Dalam kondisi ideal, apabila diasumsikan biaya kepatuhan untuk melakukan pemungutan PPN adalah tidak ada atau mendekati nol, maka batasan pengusaha kena pajak tidak perlu ada sehingga seluruh wajib pajak harus memungut PPN atas penyerahan BKP/JKP yang dia lakukan kepada konsumen akhir untuk memenuhi asas keadilan. Namun secara praktik, hal itu masih sulit dilaksanakan karena keterbatasan sumber daya DJP selaku institusi pengawas dan kompleksitas administrasi yang harus dilakukan wajib pajak untuk memenuhi kewajibannya sebagai PKP.
Oleh karena itu, mempertajam kebijakan batasan PKP adalah opsi yang dapat diimplementasikan dalam jangka menengah. Pembaharuan kebijakan tersebut tidak hanya untuk mendorong penerimaan PPN semata, tetapi juga untuk memenuhi unsur keadilan dan perlakuan yang sama terhadap wajib pajak karena batasan PKP tersebut biasa disalahgunakan wajib pajak untuk menghindari kewajiban memungut PPN dengan cara membagi peredaran brutonya menjadi beberapa subjek pajak.

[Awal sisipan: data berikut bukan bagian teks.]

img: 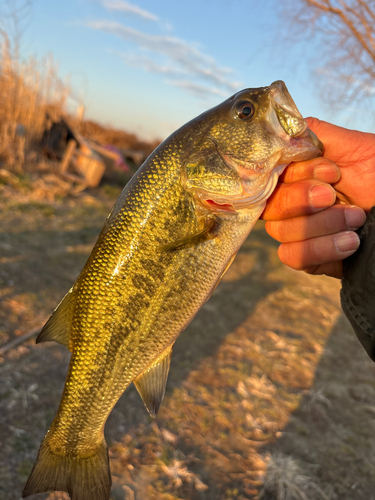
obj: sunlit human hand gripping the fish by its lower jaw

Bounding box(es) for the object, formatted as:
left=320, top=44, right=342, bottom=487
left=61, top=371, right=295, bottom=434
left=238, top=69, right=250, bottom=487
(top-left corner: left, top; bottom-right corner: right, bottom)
left=262, top=118, right=375, bottom=278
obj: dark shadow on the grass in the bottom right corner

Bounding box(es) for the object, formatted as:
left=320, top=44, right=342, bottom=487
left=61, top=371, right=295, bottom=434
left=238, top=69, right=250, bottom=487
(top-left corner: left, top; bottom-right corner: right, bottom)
left=262, top=314, right=375, bottom=500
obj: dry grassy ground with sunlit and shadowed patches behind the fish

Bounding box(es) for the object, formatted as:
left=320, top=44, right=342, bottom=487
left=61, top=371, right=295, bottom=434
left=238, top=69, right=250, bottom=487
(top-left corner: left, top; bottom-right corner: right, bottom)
left=0, top=180, right=375, bottom=500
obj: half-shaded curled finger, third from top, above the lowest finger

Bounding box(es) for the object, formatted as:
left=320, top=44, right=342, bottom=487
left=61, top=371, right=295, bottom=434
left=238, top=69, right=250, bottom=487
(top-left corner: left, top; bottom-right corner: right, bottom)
left=266, top=205, right=366, bottom=243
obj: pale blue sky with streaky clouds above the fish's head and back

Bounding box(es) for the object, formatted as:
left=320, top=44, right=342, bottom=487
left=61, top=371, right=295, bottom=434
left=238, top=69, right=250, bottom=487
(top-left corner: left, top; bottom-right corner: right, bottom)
left=18, top=0, right=375, bottom=139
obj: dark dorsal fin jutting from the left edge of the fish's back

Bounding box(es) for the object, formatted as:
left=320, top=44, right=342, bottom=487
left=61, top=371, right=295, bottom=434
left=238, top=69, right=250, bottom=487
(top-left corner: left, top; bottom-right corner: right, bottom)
left=36, top=288, right=75, bottom=349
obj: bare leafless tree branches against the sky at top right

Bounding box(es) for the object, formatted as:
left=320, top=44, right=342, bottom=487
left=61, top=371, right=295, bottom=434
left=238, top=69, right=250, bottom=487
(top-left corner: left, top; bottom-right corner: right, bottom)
left=278, top=0, right=375, bottom=106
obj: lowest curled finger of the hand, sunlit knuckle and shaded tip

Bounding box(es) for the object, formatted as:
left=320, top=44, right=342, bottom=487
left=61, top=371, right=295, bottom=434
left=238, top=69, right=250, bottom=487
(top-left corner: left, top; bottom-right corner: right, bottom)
left=278, top=231, right=359, bottom=271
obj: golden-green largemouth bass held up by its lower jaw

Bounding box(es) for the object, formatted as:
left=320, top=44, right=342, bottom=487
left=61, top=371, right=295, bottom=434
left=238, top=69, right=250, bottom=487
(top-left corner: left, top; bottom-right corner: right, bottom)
left=22, top=81, right=323, bottom=500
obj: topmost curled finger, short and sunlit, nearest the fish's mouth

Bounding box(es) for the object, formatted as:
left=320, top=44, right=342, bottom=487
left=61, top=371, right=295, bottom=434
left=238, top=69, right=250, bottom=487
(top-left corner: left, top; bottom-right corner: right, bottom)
left=280, top=156, right=340, bottom=184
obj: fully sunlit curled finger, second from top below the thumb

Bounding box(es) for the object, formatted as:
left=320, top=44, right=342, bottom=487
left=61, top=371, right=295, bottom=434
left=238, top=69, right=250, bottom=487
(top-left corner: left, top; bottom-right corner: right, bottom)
left=262, top=179, right=336, bottom=220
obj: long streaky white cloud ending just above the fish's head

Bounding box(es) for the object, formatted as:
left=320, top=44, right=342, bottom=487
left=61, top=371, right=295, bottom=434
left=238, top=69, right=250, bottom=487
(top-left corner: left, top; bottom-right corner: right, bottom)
left=85, top=20, right=240, bottom=94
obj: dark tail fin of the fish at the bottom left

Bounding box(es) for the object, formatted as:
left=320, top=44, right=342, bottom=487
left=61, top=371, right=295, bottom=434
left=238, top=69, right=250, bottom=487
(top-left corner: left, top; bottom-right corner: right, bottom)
left=22, top=435, right=112, bottom=500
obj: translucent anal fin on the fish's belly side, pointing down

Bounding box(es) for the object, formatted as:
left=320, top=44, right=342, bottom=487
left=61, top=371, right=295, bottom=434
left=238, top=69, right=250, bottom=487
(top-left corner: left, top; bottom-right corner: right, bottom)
left=134, top=346, right=173, bottom=417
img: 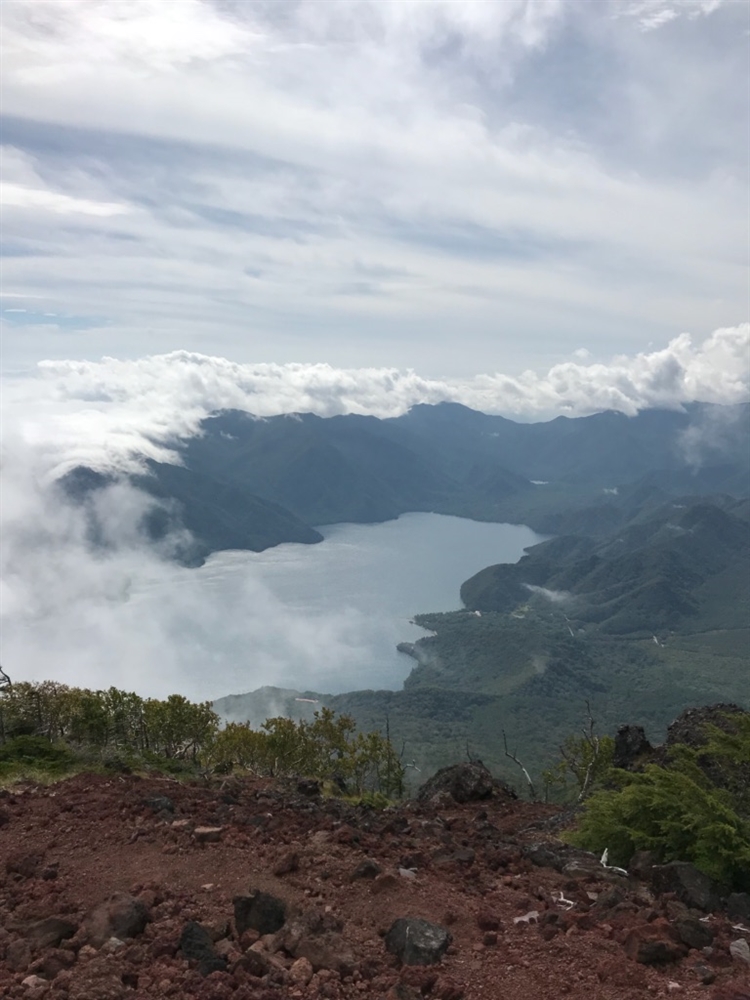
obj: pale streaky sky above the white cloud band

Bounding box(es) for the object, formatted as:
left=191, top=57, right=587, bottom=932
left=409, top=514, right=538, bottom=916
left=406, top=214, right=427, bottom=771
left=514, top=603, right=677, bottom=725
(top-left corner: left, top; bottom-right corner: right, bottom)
left=0, top=0, right=750, bottom=379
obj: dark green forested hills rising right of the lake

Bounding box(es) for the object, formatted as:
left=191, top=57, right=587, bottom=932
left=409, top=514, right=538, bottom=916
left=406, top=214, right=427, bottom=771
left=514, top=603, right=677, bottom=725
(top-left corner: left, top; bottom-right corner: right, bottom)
left=461, top=498, right=750, bottom=636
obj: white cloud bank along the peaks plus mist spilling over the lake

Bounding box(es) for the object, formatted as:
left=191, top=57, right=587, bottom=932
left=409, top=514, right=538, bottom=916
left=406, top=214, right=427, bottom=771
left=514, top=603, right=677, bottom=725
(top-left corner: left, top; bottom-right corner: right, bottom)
left=0, top=324, right=750, bottom=697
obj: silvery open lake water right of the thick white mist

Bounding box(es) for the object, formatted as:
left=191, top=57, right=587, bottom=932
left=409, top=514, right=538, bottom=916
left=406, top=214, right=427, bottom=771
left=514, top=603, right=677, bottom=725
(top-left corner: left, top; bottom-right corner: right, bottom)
left=190, top=514, right=542, bottom=697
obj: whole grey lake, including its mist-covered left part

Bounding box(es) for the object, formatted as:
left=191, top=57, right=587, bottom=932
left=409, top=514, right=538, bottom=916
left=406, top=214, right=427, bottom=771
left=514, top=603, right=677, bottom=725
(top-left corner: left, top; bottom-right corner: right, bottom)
left=2, top=514, right=541, bottom=701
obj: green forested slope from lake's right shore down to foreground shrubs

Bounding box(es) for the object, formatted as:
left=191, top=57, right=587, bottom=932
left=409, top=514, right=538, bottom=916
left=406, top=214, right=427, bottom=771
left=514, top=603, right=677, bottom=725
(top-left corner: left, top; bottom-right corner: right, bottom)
left=215, top=497, right=750, bottom=776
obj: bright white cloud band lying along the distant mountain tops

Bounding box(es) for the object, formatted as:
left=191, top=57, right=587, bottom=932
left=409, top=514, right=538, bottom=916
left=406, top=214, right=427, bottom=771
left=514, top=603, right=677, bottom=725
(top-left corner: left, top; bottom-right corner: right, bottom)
left=3, top=323, right=750, bottom=476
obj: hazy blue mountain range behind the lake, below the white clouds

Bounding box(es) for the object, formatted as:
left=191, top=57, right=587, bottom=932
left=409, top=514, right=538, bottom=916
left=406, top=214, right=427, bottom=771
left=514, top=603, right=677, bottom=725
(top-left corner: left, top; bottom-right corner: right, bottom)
left=63, top=403, right=750, bottom=563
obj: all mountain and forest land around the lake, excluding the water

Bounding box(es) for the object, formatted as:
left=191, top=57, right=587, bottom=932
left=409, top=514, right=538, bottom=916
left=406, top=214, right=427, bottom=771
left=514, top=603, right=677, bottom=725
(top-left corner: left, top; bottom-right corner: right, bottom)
left=55, top=404, right=750, bottom=781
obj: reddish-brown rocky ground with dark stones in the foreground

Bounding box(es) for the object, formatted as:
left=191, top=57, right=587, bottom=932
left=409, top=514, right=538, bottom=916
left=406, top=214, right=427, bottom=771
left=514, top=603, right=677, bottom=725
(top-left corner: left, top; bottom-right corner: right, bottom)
left=0, top=760, right=750, bottom=1000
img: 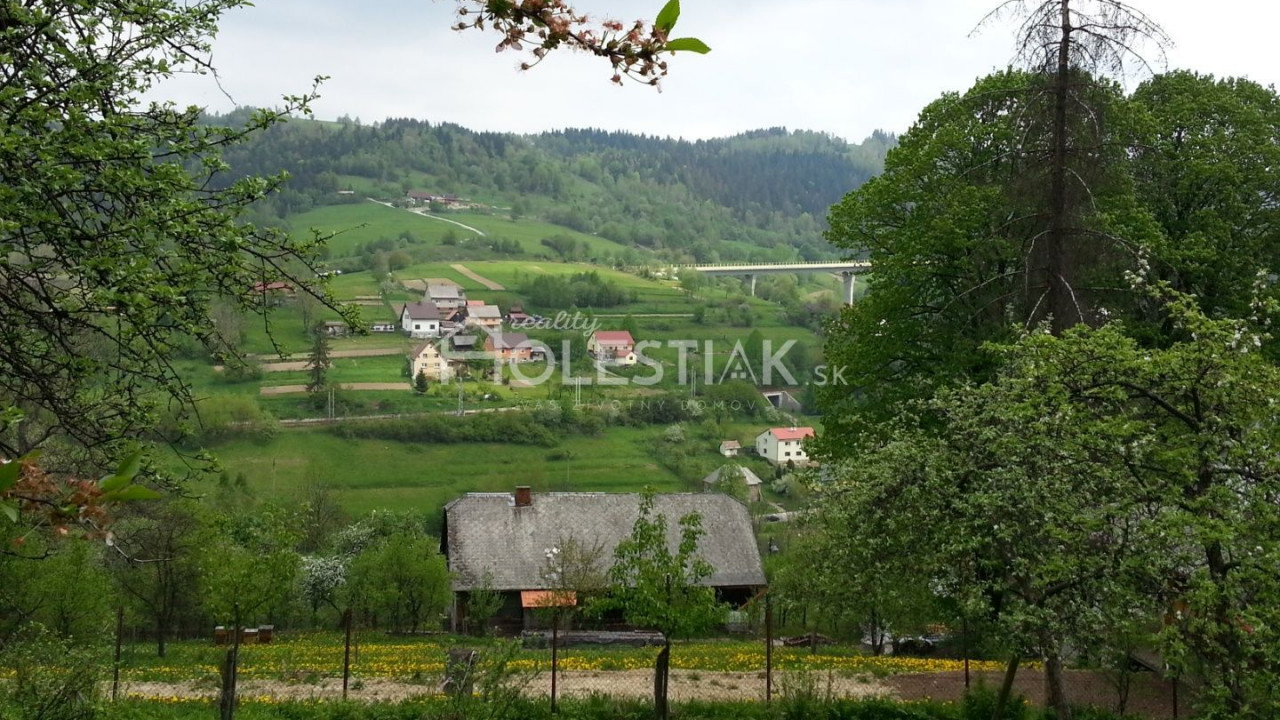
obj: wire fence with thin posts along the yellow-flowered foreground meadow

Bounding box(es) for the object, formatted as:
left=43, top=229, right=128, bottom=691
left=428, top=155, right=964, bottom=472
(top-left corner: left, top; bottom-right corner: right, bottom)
left=104, top=599, right=1192, bottom=720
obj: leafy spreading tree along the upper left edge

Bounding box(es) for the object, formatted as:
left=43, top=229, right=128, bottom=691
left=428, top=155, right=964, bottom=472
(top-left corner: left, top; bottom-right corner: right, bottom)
left=0, top=0, right=353, bottom=461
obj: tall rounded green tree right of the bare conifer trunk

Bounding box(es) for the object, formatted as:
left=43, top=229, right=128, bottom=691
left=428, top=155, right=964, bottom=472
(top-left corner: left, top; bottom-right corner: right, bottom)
left=1130, top=72, right=1280, bottom=327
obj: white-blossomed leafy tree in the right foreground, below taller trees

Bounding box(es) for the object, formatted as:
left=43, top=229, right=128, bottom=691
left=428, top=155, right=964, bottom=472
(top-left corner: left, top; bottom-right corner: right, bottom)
left=828, top=288, right=1280, bottom=717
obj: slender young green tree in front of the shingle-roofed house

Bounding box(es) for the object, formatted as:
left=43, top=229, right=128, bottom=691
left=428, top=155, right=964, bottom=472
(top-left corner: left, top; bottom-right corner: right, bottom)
left=593, top=491, right=728, bottom=717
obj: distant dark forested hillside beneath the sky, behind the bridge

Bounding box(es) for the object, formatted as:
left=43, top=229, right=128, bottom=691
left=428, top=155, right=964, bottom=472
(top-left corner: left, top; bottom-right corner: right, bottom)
left=209, top=110, right=896, bottom=261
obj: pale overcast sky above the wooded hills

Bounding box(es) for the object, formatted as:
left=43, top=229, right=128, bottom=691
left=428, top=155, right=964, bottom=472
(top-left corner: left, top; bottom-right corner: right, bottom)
left=148, top=0, right=1280, bottom=141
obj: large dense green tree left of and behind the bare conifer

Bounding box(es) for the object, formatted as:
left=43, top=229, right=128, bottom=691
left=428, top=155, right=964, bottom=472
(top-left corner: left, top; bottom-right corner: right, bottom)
left=819, top=72, right=1158, bottom=438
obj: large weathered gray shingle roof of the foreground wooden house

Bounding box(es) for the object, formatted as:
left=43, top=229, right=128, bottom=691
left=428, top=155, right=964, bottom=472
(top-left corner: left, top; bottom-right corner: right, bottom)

Penulis berpendapat bahwa batasan peredaran bruto Usaha Mikro, Kecil, dan Menengah(UMKM) dapat menjadi pertimbangan untuk menentukan batasan PKP terbaru. Berdasarkan UU No. 20 tahun 2008 tentang UMKM, Usaha Mikro adalah usaha yang peredaran brutonya Rp300.000.000 dalam satu tahun, Usaha Kecil adalah usaha yang peredaran brutonya dari Rp300.000.000 hingga Rp2.500.000.000 dalam satu tahun, dan Usaha Menengah adalah usaha yang peredaran brutonya dari Rp2.500.000.000 hingga Rp50.000.000.000 dalam satu tahun.
Batasan PKP yang terbaru dapat menyasar pelaku usaha yang tergolong Usaha Kecil dan Menengah dengan pertimbangan jumlah pelaku usaha dalam dua kelompok tersebut relatif tidak banyak dibanding pelaku usaha mikro sehingga dapat menekan biaya pengawasan kepatuhannya. Selain itu, apabila batasan PKP yang baru diterapkan pada pelaku usaha kategori Usaha Kecil, Usaha Menengah, dan Usaha Besar, maka kewajiban pemungutan PPN sudah cukup dominan karena kontribusi ketiga usaha tersebut terhadap PDB Indonesia di tahun 2017 adalah 62.54% dan 62.23% di tahun 2018. Walau belum ideal 100%, tetapi jumlah tersebut sudah melebihi separuh dan dapat menjadi langkah awal yang menantang untuk pemberlakuan keadilan atas kewajiban pungutan PPN dengan pertimbangan keterbatasan sumber daya DJP.
Tahun 2017
(Rp Milyar)
Kontribusi terhadap PDB
(%)
Tahun 2018
(Rp Milyar)
Kontribusi terhadap PDB
(%)
PDB (harga berlaku)
12.840.859
14.038.598
Usaha Mikro, Kecil, dan Menengah (UMKM)
7.820.282
60.90
8.573.895
61.07
- Usaha Mikro
4.827.398
37.59
5.303.075
37.77
- Usaha Kecil
1.234.334
9.61
1.347.104
9.60
- Usaha Menengah
1.758.549
13.69
1.923.714
13.70
Usaha Besar
5.020.576
39.10
5.464.703
38.93
Sumber: Data UMKM dan Usaha Besar Tahun 2017 – 2018 Kemenkop
Satu hal yang masih menjadi tugas besar bagi Kementerian Keuangan ketika menurunkan batas pengukuhan PKP adalah mengelola biaya kepatuhan yang timbul, baik dari sisi DJP dan wajib pajak. Perlu ada inovasi yang revolusioner dari segi teknologi, peraturan, dan prosedur sehingga biaya kepatuhan dapat ditekan seminimal mungkin demi mendorong kepatuhan yang berkesinambungan, adil, dan efisien bagi PKP.
*)Tulisan ini merupakan pendapat pribadi penulis dan bukan cerminan sikap instansi tempat penulis bekerja.